All Hail the New Box Office ‘King’

It was a great weekend for Walt Disney Studios as their “live-action” take on their 1994 animated classic The Lion King obliterated the completion while opening to record-setting numbers.

The Lion King began its North America assault this past Thursday night on 4,725 theaters, where it went on to command a royal $185 million in ticket sales during its first three days of release. King’s debut sailed right past the previous July record of $169 million set eight years ago by Harry Potter and the Deathly Hallows: Part TwoKing’s debut is also the biggest to date for a live-action version of a Disney animated classic, surpassing the opening for 2017’s Beauty and the Beast by approximately $10 million.

The daily box office breakdown for The Lion King was $23 million from Thursday night previews, $55.5 million from Friday, $61 million on Saturday and an estimated $45.4 million for Sunday.

Actor/Director Jon Favreau, who previously struck critical and financial gold with the 2016 live-action take on The Jungle Book, directed the new King.

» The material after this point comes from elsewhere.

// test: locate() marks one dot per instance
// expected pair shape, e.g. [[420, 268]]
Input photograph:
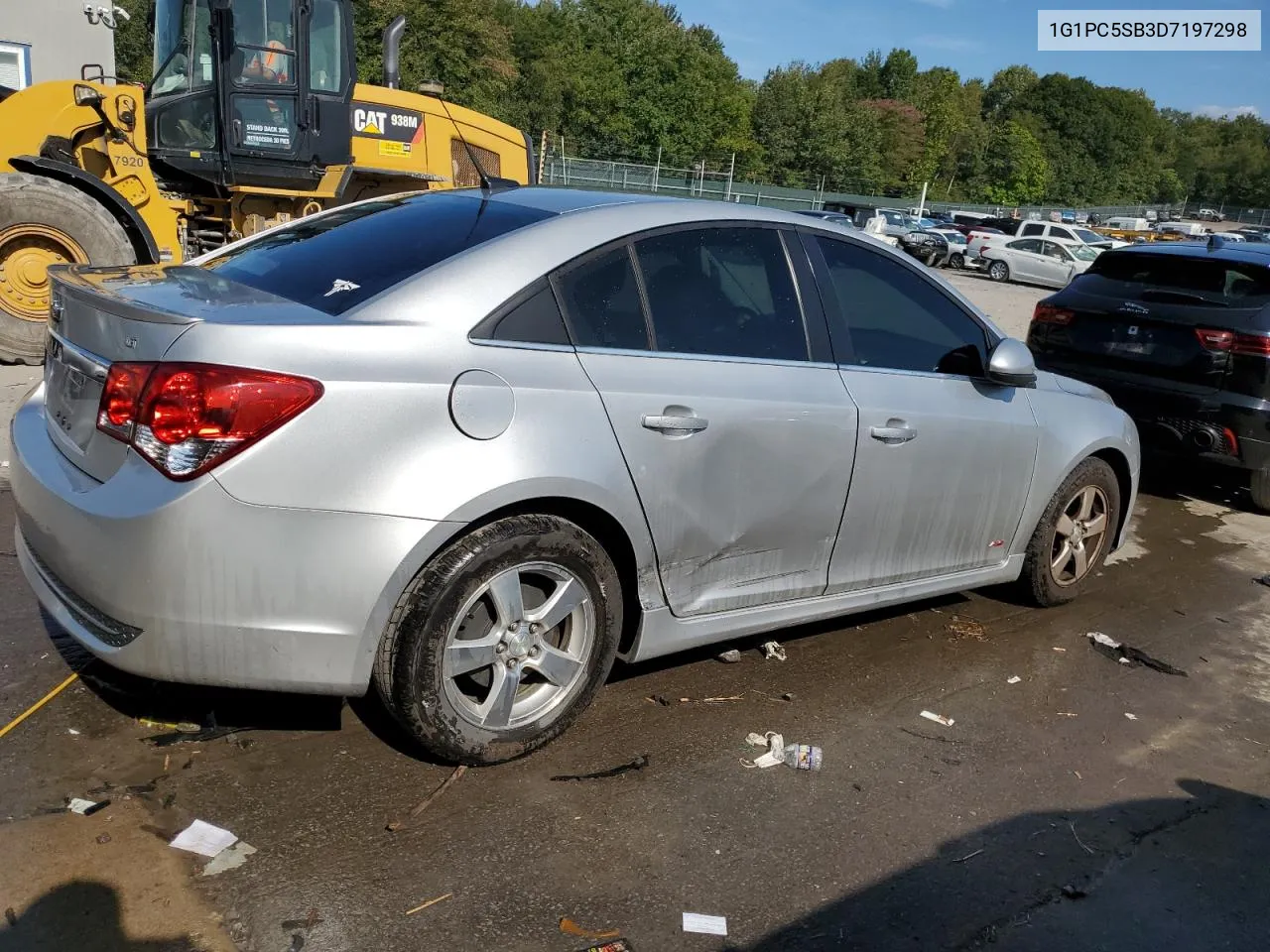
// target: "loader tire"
[[45, 222]]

The PG-rated adventure features a diversified ensemble voice cast that includes Donald Glover, Chiwetel Ejiofor, Beyonce, Seth Rogen, Billy Eichner and James Earl Jones.

While the general public got caught up in the King frenzy, critics were left a bit cold. Many commented that while the film looked great, it lacked the heart that helped set apart the 1994 animated version. Simba’s cinematic rebirth scored a 55% on Rotten Tomatoes and a 55/100 from Metacritic. Viewers polled on opening day by CinemaScore thought differently, giving the film a straight up “A.”

Internationally, the latest Disney license to print money scored $269 million this weekend. After ten days of overseas release -the film opened in China a week earlier than the rest of the world-, The Lion King has pocketed $346 million overseas. Top markets for King are China ($97 million), the United Kingdom ($20 million), France ($19 million), Mexico and Brazil ($18 million each). The final two markets to open the film are Japan (August 9th) and Italy (August 21st).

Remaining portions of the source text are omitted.